In Mongolia, illegal hunting for skins, meat and castoreum still occurs in some areas such as the Tes River.
Habitat loss through selective clear-cutting of willow, upon which this species relies for food and shelter is also a threat; this is known to be occurring along the Bulgan River and is leading to isolation of small populations and inbreeding. Pollution of water systems is also a threat. A hydroelectric dam in the Chinese section of the Bulgan River prevents migrations in this area.
In China, firewood gathering has depleted much of the forest on which the beavers need to subsist, and heavy grazing pressure has further reduced vegetation needed by beavers.
The Eurasian beaver has shown good recovery across much of its range, as a result of conservation programmes. The highest numbers are found within Europe. Conservation measures are ongoing to prevent the population declining again and as long as these continue, there is no reason to continue to assess the species as Threatened or Near Threatened. Now it is listed by the IUCN as Least Concern. However, the Asian populations remain very small and under serious threat, and these populations urgently need conservation measures.

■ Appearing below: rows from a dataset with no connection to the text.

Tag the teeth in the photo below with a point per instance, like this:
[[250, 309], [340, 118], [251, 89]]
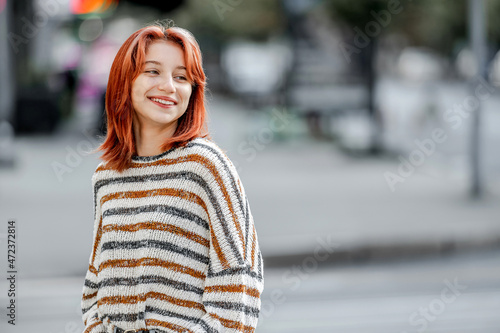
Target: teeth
[[162, 101]]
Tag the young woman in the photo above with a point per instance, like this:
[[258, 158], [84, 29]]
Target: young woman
[[175, 247]]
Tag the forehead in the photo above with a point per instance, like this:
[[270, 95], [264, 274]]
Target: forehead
[[165, 52]]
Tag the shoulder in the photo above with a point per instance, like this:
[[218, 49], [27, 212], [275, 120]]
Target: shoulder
[[212, 156], [209, 150]]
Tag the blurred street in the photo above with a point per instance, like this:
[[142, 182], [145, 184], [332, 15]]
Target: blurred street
[[372, 298], [321, 198]]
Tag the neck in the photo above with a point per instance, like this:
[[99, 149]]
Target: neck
[[149, 141]]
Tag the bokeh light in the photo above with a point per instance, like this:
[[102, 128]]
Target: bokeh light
[[90, 29], [92, 6], [3, 4]]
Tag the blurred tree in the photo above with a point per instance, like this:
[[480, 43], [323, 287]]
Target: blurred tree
[[357, 20], [228, 19], [163, 6]]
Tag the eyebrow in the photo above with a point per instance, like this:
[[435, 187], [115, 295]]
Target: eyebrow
[[159, 64]]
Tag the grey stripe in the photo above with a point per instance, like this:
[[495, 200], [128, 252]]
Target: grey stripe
[[194, 320], [247, 226], [91, 284], [235, 271], [133, 317], [157, 208], [85, 310], [147, 279], [151, 243], [248, 310], [179, 175]]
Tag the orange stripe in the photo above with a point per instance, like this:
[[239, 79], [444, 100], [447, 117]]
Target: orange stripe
[[97, 240], [254, 242], [143, 297], [92, 269], [177, 328], [151, 262], [160, 227], [233, 288], [233, 324], [89, 296], [89, 329], [210, 166], [186, 195]]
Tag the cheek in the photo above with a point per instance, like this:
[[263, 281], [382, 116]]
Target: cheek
[[187, 94]]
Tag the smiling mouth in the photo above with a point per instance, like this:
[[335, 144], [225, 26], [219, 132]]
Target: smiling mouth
[[162, 101]]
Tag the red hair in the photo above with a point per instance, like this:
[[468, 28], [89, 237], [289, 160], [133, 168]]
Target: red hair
[[119, 144]]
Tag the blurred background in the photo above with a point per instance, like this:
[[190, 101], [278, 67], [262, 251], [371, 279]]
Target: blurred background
[[366, 134]]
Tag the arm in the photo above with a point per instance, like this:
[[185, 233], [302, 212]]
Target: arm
[[90, 314], [234, 281]]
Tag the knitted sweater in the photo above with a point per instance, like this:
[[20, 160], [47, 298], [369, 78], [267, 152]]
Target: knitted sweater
[[174, 246]]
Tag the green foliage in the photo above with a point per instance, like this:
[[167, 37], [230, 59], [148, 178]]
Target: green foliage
[[253, 19]]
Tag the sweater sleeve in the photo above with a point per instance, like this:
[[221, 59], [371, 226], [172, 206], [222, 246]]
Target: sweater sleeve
[[234, 281], [90, 315]]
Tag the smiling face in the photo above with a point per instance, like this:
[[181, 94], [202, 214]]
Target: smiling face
[[160, 94]]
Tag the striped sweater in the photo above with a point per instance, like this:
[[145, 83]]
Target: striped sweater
[[174, 246]]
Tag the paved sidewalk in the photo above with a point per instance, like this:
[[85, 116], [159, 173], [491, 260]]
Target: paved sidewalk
[[305, 196]]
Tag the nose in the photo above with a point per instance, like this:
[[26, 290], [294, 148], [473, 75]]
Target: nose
[[167, 84]]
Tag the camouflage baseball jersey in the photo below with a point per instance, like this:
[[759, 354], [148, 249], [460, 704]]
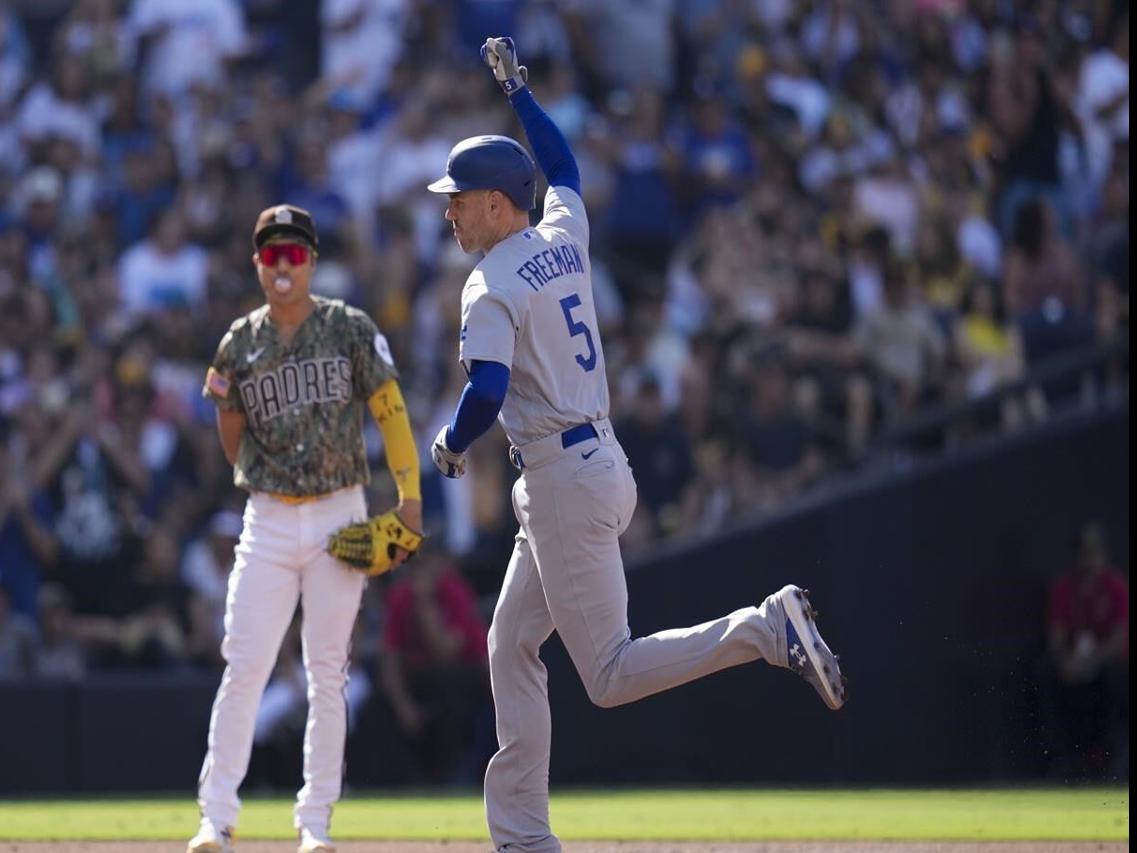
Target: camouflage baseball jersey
[[303, 403]]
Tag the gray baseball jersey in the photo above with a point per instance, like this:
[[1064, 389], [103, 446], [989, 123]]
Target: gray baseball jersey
[[529, 305]]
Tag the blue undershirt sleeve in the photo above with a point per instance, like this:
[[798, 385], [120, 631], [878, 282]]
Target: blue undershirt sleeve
[[480, 403], [549, 143]]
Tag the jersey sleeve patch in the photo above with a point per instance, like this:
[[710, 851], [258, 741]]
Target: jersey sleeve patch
[[216, 383], [383, 348]]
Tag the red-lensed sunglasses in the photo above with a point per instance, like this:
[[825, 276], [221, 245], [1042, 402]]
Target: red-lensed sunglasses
[[296, 254]]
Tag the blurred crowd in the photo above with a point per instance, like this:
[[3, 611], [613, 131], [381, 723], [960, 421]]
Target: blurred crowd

A number of conservation measures have contributed to the species' recovery in Europe, including reintroductions and translocations, hunting restrictions, and habitat protection. In Finland, Castor canadensis populations are controlled to prevent them spreading into the West where Castor fiber occurs.
Regulated hunting is recommended as the optimal management regime in managed landscapes with healthy beaver populations. Management of beaver populations should be implemented at the watershed scale, except where large human-made dams form significant barriers to spread.
Early provision of interpretation and public viewing opportunities is also recommended, as this provides a benefit to the local economy through wildlife tourism, and helps foster positive attitudes to beavers. This has been a successful feature of several recent reintroductions. Reintroduction to Italy has been recommended in a European Union/Bern Convention Nature and Environment Series document. Considerable efforts have been made to develop a beaver reintroduction programme in Scotland, and a full public consultation showed strong support for such a scheme among the general public, including in rural areas where beavers were likely to be released.
Conservation measures in place in Mongolia:
1) Bulgan Gol Nature Reserve was established along the Bulgan River in 1965 to conserve this species.
2) Many translocations and conservation introductions have taken place over the past 50 years to enhance the Mongolian population.
The species is considered Endangered (EN A1bcd) in the Chinese Red List.